Step 1: Image quality control
To ensure reliable assessments, the AI first verifies that the uploaded image meets quality standards. It checks if the lesion is centered and correctly captured without distracting elements.
Step 2: AI pattern recognition
The AI model was trained using a comprehensive image database, curated by medical professionals. By recognizing key patterns in skin lesions, the system can offer a well-founded pre-diagnosis. However, it can only classify lesions that match known patterns and cannot evaluate completely novel abnormalities.

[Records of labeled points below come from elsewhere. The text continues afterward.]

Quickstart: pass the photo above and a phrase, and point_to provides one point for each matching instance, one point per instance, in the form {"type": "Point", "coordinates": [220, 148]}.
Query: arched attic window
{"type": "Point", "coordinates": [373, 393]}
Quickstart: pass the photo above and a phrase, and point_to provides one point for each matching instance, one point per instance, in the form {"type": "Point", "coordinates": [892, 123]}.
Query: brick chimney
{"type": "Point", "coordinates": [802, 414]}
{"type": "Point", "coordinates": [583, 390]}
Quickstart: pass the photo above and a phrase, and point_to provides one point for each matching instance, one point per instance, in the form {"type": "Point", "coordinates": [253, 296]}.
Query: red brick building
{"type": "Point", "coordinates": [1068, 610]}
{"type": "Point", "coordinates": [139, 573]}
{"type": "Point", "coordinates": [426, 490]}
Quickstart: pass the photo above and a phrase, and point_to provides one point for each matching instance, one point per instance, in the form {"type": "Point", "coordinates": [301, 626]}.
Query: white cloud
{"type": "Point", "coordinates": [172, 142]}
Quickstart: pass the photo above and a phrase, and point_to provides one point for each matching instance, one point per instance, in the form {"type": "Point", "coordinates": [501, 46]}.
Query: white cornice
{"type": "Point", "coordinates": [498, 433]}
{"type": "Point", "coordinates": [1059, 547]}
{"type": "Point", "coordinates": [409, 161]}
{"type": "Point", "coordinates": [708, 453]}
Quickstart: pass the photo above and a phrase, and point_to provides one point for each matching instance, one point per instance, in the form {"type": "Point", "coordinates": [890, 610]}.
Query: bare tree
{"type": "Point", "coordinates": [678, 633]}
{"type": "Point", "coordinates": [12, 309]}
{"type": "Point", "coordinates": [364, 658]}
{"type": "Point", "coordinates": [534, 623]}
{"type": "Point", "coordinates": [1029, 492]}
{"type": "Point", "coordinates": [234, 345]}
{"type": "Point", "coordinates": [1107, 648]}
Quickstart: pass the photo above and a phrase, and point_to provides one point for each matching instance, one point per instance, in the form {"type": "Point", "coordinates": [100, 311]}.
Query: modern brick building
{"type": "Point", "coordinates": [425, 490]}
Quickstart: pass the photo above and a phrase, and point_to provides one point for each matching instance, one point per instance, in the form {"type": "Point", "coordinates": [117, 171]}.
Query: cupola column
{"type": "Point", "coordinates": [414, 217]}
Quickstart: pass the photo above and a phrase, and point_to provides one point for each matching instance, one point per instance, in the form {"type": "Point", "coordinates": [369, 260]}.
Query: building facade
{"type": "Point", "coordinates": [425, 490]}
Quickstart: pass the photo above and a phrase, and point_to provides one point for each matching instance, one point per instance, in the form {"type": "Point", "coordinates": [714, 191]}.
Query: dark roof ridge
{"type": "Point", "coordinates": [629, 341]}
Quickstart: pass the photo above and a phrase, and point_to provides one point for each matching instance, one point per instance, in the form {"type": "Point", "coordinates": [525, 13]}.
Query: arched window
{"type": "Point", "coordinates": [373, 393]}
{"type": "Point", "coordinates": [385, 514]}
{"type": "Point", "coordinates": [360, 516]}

Step 3: Heat maps for enhanced transparency
SkinDoc generates heat maps to highlight the most relevant areas in an image. This helps users understand which features influenced the AI’s decision, increasing trust in the results.
Step 4: Symmetry analysis
Symmetry plays a key role in dermatological evaluations. Many suspicious skin changes exhibit asymmetry, which the AI detects and assesses accordingly.
Step 5: Skin feature segmentation
By precisely segmenting the lesion from the surrounding skin, the AI improves diagnostic accuracy. This step ensures that the analysis focuses only on the relevant skin area.
Step 6: Presentation of results
After analysis, users receive a detailed report, including an AI-generated diagnostic assessment and a transparent explanation of the methods applied. Medical professionals can provide feedback to refine the system further.